What is a Holter monitor?
A Holter monitor is a battery-operated portable electrocardiogram (ECG or EKG) device that measures and records your heart’s activity for 24 to 48 hours or longer depending on the type of monitoring used. The device is the size of a small camera on a strap worn around the shoulder, neck or waist. It has wires with small discs (electrodes) that attach to your skin to record the ECG continuously.
Why do people wear Holter monitors?
Regular ECGs let your health care professional look at your heart’s activity at one point in time during your ECG test. But abnormal heart rhythms and heart symptoms may come and go. That’s why your health care professional may want to evaluate your heartbeat over time while you go about your normal activities. You may be asked to wear a Holter monitor if you have fast, slow or irregular heartbeats called arrhythmias.
Wearing the monitor may tell your health care professional:
- If your medicines are working.
- Why you have symptoms such as dizziness, faintness or the feeling that your heart is racing or skipping a beat.
- If your heart is getting enough oxygen to meet its needs.
What are the risks of Holter monitors?
Wearing a Holter monitor has no risks and causes no pain.
Because the electrodes are attached with tape or adhesives, they may cause mild skin irritation. Tell the technician if you are allergic to any tapes or adhesives.
What should I expect with the Holter monitor?
A specially trained technician will attach the Holter monitor and instruct you how to record your symptoms while wearing it.
- The technician first attaches the electrodes to your chest. If you have a hairy chest, you may have to have some of the hair shaved off to attach the electrodes firmly.
- Once the electrodes are in place, the technician helps you put the Holter monitor on and explains how to take care of it.
- You carry the monitor in a pocket or pouch, slung across your shoulders and neck like a purse or camera, or attach it to your waist.
- You can do your usual activities while you’re wearing the monitor with these exceptions:
- Don’t bathe, shower or swim. The monitor can’t get wet.
- Don’t have X-rays.
- Stay away from high-voltage areas, metal detectors or large magnets.

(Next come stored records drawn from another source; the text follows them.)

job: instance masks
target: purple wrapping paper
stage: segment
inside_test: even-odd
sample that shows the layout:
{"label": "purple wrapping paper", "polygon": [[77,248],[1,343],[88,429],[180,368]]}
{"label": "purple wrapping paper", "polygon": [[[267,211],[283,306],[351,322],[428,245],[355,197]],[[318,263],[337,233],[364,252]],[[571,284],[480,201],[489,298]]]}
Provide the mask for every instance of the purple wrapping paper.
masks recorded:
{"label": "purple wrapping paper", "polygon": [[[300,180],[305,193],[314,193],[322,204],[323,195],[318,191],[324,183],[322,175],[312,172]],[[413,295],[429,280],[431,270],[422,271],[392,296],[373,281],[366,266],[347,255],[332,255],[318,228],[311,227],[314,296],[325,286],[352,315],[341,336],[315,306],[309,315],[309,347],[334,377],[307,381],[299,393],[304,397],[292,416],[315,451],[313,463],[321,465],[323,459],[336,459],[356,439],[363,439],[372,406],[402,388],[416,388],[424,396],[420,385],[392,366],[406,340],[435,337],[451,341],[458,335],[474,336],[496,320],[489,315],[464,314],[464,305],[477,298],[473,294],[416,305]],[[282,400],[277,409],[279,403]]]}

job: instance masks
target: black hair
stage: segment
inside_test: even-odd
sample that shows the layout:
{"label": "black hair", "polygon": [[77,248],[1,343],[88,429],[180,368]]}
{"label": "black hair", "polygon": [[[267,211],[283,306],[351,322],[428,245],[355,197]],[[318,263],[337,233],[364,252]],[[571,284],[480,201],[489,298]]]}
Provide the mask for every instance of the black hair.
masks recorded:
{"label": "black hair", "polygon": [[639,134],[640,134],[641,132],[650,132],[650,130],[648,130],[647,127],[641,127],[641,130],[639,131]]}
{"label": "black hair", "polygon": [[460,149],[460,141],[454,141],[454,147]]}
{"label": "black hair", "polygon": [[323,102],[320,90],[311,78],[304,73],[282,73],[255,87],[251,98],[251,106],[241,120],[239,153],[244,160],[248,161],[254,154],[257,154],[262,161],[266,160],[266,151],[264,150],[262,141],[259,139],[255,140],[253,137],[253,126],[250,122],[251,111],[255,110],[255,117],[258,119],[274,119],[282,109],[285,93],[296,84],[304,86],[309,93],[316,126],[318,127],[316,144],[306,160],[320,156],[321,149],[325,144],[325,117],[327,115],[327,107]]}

- The technician will show you how to keep a diary of your activities and symptoms during the test. If you feel symptoms such as chest pain, shortness of breath, uneven heartbeats or dizziness, note in your diary the time of day they began and what you were doing. Your diary will be compared to the changes in your ECG recorded by the Holter monitor.
What happens after wearing a Holter monitor?
After the test period, return the monitor to the technician who will then process the record of your heart activity and prepare a report for your health care professional. This will include the notes in your diary. You should get the results of the test in one to two weeks.